Carence de l'état dans la prévention des attentats terroristes

Seule une faute lourde est de nature à engager la responsabilité de l'Etat à l'égard des victimes d'actes de terrorisme à raison des carences des services de renseignement dans la surveillance d'un individu ou d'un groupe d'individus (CE, 18 juill.2018, n° 411156).

Les proches d'un militaire assassiné le 15 mars 2012 à Montauban alors qu'il était dans la rue en tenue militaire devant le distributeur automatique d'une banque, invoquaient des fautes commises par les services de renseignement dans la surveillance de l'assassin pour voir engager la responsabilité de l'Etat dans l'attentat.

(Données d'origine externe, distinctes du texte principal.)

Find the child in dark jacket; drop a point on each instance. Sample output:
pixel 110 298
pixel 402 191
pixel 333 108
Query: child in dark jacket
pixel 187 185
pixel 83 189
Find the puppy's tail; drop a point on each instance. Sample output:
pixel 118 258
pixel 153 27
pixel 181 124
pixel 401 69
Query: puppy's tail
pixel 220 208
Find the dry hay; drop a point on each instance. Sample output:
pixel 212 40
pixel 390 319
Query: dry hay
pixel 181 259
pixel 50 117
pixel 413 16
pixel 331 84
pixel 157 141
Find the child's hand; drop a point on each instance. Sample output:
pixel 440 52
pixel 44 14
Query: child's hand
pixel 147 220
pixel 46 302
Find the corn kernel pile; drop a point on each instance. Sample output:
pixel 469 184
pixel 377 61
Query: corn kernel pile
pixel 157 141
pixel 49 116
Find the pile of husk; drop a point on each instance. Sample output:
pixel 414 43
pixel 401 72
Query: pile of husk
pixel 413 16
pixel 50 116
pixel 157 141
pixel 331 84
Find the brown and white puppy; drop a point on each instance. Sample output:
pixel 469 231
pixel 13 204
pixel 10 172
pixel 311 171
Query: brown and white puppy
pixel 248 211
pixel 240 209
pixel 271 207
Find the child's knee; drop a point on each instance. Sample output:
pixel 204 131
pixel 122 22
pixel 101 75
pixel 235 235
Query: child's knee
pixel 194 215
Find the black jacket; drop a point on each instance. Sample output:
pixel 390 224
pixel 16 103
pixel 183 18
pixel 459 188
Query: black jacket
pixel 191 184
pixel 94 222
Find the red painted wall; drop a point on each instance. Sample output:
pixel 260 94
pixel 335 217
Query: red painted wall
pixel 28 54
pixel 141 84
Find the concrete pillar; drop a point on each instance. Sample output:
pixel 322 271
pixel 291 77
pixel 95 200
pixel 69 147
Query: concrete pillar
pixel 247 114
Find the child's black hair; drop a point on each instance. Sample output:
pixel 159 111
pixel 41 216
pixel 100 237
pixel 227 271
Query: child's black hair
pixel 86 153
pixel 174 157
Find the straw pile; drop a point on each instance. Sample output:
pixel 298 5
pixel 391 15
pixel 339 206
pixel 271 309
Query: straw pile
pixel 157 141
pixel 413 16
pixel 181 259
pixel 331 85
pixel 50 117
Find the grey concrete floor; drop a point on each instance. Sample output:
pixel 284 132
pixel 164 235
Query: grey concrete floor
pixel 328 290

En l'espèce, au retour d'un séjour au Pakistan en 2011, l'assassin, ressortissant français, qui était suivi par les services de renseignement de Toulouse depuis 2006 en raison de ses fréquentations au sein du milieu islamique radical, a été entendu au siège de la Direction Centrale du Renseignement Intérieur (DCRI) dans le cadre d'une enquête approfondie, puis, n'a plus fait l'objet de mesures de surveillance particulière avant l'attentat.

Le Conseil d'Etat estime qu'aucune faute lourde ne peut être retenue à l'encontre des services de renseignement en dépit de la méprise sur la dangerosité de l'individu et de l'absence de reprise des mesures de surveillance, compte tenu des moyens matériels dont disposaient les services de renseignement et des difficultés particulières inhérentes à la prévention de ce type d'attentat terroriste.